Savills indicated that luxury retailers in the city had complained of revenues dropping 50 percent, while food and beverage revenues are suffering as fewer patrons venture out in search of dining opportunities amid ongoing protests and transport shut-downs.
Rents Fall on the Street and in the Mall
With Hong Kong’s Causeway Bay carrying the world’s highest rents for street level shops for the past several years, the shopping district was the hardest hit in the city during the third quarter with Savill’s rental index showing a 17.5 percent drop, against the 15.4 percent slide citywide.
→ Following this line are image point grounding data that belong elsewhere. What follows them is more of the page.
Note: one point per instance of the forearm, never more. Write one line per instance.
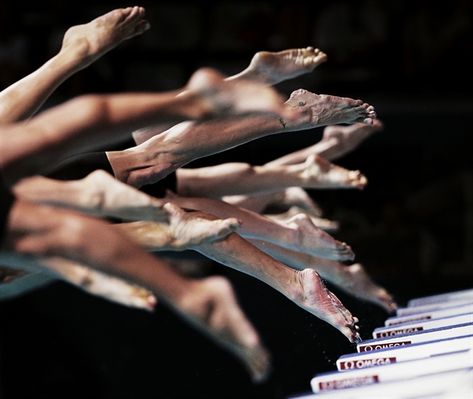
(237, 179)
(23, 98)
(324, 149)
(80, 239)
(84, 123)
(97, 194)
(150, 161)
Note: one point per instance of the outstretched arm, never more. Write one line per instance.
(82, 44)
(240, 178)
(153, 159)
(94, 120)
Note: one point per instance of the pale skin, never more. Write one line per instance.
(290, 197)
(94, 282)
(99, 194)
(81, 45)
(336, 142)
(273, 68)
(352, 279)
(253, 350)
(241, 178)
(301, 235)
(236, 253)
(265, 67)
(78, 238)
(162, 154)
(96, 120)
(294, 212)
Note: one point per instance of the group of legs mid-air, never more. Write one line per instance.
(58, 195)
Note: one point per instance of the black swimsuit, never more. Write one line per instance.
(6, 202)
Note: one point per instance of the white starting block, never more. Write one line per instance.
(432, 308)
(416, 338)
(456, 384)
(409, 328)
(437, 314)
(404, 353)
(442, 298)
(426, 351)
(392, 372)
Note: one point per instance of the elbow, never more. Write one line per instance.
(91, 109)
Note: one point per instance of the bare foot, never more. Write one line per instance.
(90, 41)
(359, 284)
(320, 173)
(194, 228)
(211, 304)
(118, 199)
(321, 223)
(321, 110)
(316, 242)
(97, 283)
(345, 139)
(313, 296)
(236, 97)
(272, 68)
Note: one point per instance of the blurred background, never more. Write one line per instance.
(412, 227)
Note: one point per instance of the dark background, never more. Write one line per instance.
(412, 227)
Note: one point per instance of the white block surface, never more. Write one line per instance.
(392, 372)
(441, 298)
(409, 339)
(438, 314)
(409, 328)
(455, 384)
(433, 307)
(403, 353)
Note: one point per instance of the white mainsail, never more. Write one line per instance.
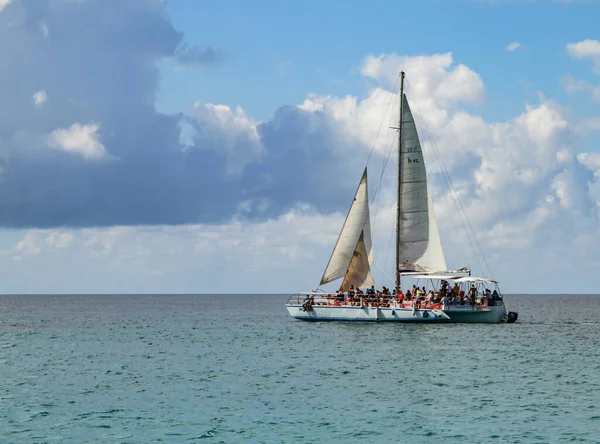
(353, 254)
(420, 245)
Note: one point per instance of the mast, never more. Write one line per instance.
(399, 181)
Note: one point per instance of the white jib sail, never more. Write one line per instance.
(353, 254)
(420, 245)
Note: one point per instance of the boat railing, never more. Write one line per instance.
(320, 298)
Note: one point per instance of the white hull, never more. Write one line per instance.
(454, 314)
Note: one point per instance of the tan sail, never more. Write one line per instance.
(353, 254)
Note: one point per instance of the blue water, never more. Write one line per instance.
(222, 369)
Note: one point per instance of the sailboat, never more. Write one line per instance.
(455, 295)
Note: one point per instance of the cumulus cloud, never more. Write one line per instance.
(40, 97)
(512, 46)
(4, 4)
(238, 186)
(99, 67)
(79, 139)
(586, 50)
(196, 56)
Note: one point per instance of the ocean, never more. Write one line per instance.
(237, 368)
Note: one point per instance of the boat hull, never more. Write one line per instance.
(453, 314)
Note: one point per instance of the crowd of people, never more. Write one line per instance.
(418, 296)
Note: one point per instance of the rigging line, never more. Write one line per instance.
(448, 180)
(377, 193)
(450, 187)
(381, 124)
(454, 195)
(453, 189)
(378, 188)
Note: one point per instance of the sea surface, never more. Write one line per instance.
(237, 368)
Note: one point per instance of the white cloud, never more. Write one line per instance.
(522, 182)
(28, 246)
(79, 139)
(40, 97)
(519, 180)
(59, 240)
(228, 130)
(4, 4)
(586, 50)
(512, 47)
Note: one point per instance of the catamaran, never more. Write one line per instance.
(455, 295)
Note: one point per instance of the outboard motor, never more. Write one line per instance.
(512, 317)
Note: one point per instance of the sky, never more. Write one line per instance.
(155, 146)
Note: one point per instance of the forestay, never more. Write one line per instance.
(353, 254)
(420, 245)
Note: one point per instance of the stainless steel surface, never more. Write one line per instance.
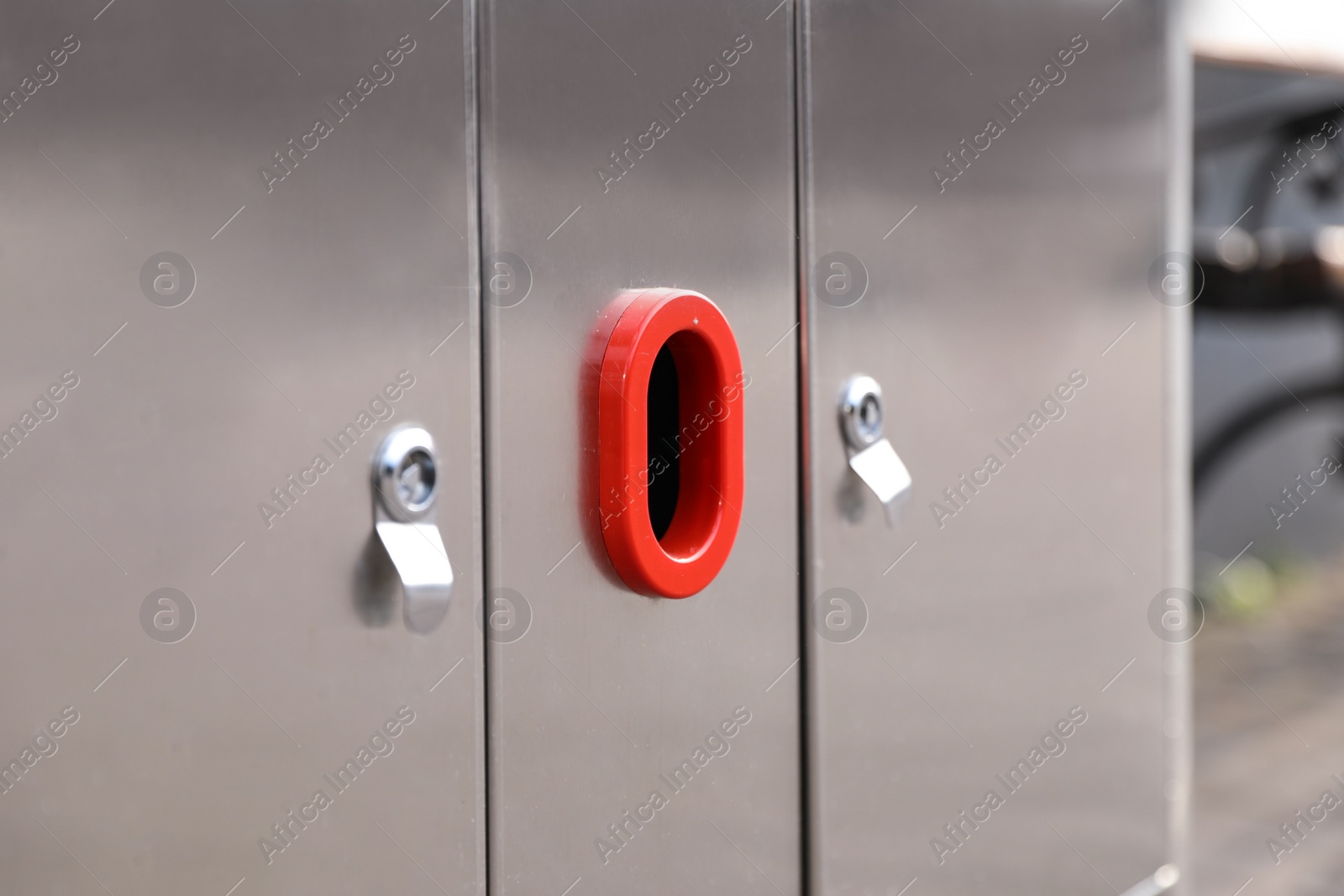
(405, 484)
(611, 698)
(1005, 308)
(304, 316)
Central, which held up best among the traditional shopping hubs, still fell by 13.9 percent.
The street-level retail-pocalypse has caused some landlords to take steps to ensure their tenants stay in business. “We see some street shop landlords are offering short term and ad hoc relief in the form of rental reductions of 15-20 percent for three months or occasionally longer,” Nick Bradstreet, Head of Leasing for Savills in Hong Kong said.
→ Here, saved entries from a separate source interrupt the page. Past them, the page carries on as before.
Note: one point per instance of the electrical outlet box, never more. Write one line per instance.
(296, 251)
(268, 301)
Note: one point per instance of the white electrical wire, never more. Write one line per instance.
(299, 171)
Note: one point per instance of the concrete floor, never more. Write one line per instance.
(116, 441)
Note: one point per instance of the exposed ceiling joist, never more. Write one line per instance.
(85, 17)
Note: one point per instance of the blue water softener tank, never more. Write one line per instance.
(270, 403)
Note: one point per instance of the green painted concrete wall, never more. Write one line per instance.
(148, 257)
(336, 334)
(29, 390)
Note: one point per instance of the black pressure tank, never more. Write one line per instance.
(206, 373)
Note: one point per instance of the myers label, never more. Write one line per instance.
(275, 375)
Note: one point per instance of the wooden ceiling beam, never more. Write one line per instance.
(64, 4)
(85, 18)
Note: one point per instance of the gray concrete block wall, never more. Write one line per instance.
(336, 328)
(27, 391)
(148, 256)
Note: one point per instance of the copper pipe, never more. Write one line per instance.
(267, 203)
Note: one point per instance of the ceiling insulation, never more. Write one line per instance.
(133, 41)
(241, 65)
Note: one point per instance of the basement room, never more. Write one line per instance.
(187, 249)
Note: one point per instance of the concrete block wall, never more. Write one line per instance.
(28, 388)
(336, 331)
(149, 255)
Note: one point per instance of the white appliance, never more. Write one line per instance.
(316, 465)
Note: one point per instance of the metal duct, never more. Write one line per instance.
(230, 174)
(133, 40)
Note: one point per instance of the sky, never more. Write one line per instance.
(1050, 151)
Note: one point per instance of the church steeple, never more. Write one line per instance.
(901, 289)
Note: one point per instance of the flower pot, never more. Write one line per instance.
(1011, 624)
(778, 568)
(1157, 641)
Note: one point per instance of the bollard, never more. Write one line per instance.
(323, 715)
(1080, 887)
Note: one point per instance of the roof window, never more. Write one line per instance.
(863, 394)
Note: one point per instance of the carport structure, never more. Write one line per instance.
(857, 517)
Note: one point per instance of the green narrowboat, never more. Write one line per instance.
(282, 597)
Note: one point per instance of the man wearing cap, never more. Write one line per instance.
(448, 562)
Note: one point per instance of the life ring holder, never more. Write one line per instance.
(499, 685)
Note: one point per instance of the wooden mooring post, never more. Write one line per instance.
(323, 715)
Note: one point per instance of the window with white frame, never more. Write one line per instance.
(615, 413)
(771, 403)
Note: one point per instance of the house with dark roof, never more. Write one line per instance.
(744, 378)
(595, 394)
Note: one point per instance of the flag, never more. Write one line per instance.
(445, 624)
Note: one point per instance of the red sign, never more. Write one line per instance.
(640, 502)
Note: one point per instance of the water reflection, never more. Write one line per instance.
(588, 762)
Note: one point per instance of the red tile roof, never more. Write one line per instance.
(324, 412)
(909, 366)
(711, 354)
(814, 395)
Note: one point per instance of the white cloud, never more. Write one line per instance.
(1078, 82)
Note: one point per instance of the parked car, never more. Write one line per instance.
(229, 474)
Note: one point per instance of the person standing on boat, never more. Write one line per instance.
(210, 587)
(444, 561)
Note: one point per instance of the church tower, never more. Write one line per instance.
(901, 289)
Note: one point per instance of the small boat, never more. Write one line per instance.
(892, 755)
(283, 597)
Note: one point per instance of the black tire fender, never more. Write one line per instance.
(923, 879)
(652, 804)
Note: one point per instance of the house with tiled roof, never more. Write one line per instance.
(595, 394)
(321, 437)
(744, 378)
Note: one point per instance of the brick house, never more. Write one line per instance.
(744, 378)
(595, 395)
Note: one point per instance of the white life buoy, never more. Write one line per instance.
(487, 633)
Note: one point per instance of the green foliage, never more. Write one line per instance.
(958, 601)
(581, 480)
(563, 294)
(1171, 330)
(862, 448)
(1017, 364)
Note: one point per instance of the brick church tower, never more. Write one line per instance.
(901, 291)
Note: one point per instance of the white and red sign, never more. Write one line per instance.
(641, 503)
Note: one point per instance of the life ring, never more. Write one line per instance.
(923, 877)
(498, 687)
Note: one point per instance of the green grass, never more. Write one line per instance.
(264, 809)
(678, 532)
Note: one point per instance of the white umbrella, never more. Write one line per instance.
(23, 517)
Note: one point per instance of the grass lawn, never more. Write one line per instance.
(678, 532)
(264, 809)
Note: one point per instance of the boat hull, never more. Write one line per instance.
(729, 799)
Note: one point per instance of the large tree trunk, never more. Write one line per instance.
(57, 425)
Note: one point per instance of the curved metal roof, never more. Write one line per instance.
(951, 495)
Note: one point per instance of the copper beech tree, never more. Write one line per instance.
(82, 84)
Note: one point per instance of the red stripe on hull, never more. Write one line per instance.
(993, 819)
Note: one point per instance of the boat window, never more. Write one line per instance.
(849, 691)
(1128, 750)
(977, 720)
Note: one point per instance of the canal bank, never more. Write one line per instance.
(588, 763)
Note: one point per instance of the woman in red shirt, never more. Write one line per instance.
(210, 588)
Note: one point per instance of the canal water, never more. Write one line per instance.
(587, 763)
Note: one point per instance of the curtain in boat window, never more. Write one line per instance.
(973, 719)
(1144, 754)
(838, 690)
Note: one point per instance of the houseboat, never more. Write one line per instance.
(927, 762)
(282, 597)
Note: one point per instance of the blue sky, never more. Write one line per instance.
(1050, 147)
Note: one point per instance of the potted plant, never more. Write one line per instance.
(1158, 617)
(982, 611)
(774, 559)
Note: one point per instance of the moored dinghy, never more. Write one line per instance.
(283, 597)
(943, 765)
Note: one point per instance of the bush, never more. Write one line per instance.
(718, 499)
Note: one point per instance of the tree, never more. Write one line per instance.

Rental costs in shopping centres fell only slightly more slowly than on the street — with Savill’s rental index showing a 14.2 percent decrease citywide compared to the previous three months. Rents for malls in the New Territories fell most precipitously at 16.4 percent compared to the previous quarter, and wer down by the same margin compared to the third quarter of 2018.
Mall owners have already begun taking steps to keep their tenants from fleeing right alongside the shoppers with Swire Properties saying last month that it would provide temporary rental adjustments to shopkeepers at their Pacific Place mall in Admiralty district, according to a report in the South China Morning Post. Savills indicated that Swire has been conceding 10-30 percent reductions in rent on a case by case basis.
This week, both Sun Hung Kai Properties and Hang Lung Properties said that they would waive rental fees for days when their shopping centres were closed in the face of protest activity.
Hotels Also Take a Hit
As more than 10 countries and regions have issued advisories warning potential visitors against travelling to Hong Kong and several major events having been cancelled or postponed, the city’s hotel occupancy rate also dropped sharply in August from the previous month, falling to just 66 percent citywide.
With Hong Kong’s chief executive Carrie Lam maintaining a rigid stance in the face of ongoing protests during her annual policy address in Hong Kong, opportunities for a quick resolution to the city’s political impasses appear slim.
Without a resolution in sight, Savills predicts that Hong Kong’s current retail market conditions could prevail into next year, and highlighted that the negative impact of the Occupy Movement, which paralyzed parts of the city for 79 days in late 2014, was felt for at least 12 to 18 months.
Long term, Savills expressed confidence that Asia’s wealthiest city was not likely to disappear entirely, despite the current turmoil
“Looking ahead, it is worth noting that Hong Kong is expected to remain a key market for retailers in the region and that while the trade war has undermined local and overseas consumption, the local residential market has remained relatively resilient and interest rates remain low,” Smith said in one of the report’s more positive notes.